The end of the Genome Project.
June 12, 2006
Among genome watchers, most remember the end of the Human Genome Project as a summer day in 2000. U.S. President Clinton and British Prime Minister Tony Blair appeared on TV screens around the world, lauding the completion of the first high-quality draft of the human genome. This was actually the 97 percent version of finished, the best that sequencing machines full of capillary tubing could do.
A much smaller fanfare greeted the actual completion of the project. The last chapter of the 100 percent-finished version was published in a recent issue of the journal Nature. It consisted of chromosome 1, the largest human chromosome of all. And as the one implicated in the most genetic diseases, chromosome 1 should prove the richest mining ground for biotech companies.
Since the summer of 2000, geneticists have polished the rough draft with a human touch: playing with their full gambit of laboratory techniques to tease out where sections of Gs, Cs, Ts, and As are missing and how they can be filled in. They have annotated and described the known genes along the chromosome’s length. “When [the scientists] have tried everything they know how to do, then they say they’re done. And we’re done now,” says Kris Wetterstrand, a senior program analyst at the U.S. National Human Genome Research Institute (NHGRI).

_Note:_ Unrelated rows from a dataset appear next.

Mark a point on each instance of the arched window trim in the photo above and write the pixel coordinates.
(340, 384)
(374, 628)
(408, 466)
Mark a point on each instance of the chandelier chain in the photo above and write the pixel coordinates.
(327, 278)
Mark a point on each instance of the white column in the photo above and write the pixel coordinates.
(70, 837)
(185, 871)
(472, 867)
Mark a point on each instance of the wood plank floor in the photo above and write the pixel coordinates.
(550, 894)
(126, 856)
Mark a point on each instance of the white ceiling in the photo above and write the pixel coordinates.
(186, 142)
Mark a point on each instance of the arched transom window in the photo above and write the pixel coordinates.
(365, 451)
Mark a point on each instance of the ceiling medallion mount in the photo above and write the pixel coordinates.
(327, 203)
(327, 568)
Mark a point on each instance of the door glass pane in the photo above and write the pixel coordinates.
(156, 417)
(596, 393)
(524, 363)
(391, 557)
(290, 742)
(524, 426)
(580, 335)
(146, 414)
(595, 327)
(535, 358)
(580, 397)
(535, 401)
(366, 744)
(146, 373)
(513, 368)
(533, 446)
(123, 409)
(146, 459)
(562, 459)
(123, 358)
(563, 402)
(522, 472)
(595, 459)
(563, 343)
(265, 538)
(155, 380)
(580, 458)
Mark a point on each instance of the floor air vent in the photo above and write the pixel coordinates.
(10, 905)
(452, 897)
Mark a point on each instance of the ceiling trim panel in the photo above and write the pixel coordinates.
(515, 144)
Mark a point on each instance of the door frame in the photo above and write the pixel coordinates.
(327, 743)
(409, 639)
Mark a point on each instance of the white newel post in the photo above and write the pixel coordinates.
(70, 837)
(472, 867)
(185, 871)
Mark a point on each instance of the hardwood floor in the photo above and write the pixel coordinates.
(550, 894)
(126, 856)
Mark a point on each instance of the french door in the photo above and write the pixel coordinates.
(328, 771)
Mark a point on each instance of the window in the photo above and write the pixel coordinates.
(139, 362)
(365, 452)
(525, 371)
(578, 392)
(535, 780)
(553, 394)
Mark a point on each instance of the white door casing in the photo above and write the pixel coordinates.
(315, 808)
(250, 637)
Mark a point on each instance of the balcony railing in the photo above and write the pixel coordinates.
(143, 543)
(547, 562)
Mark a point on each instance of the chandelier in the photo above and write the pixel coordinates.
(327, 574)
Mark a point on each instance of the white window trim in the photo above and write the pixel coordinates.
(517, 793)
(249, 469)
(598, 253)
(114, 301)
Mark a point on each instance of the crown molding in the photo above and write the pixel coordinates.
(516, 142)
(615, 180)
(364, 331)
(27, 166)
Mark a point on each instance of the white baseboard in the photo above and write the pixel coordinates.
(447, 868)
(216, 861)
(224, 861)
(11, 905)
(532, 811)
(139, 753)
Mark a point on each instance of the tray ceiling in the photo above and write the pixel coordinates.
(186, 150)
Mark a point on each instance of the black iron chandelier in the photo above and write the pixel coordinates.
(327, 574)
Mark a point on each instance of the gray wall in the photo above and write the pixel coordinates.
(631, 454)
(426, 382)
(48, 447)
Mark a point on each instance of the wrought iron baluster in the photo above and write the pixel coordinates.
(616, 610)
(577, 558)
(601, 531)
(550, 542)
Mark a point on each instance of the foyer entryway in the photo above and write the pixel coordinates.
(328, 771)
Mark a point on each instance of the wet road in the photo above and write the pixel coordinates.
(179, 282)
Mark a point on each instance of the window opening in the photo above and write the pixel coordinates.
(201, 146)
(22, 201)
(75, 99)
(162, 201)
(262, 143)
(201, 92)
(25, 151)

“[The final sequence is] a catalyst for our gene discoveries,” says Brian Schutte, associate professor at the University of Iowa. He and his team localized the gene for a rare type of clefting disease to a region of the chromosome, but previously had no idea which genes lay in this region. He says the Human Genome Project’s sequencing efforts greatly facilitated this achievement.
As the Human Genome Project wrapped up, NHGRI funded another project called the HapMap, and is now involved with a third major undertaking called ENCODE (the Encyclopedia Of DNA Elements). The idea behind ENCODE is to identify functional parts of 1 percent of the genome, and try to scale up once the best techniques for doing this are unearthed.
“The sequence gave us the order of the bases, then the HapMap gave us a map of common variations among different humans and different populations, which is very helpful toward identifying disease-related genes,” explains Ms. Wetterstrand. “And the HapMap is one step more basic than ENCODE.”
Understanding the genome, all researchers agree, is far from over.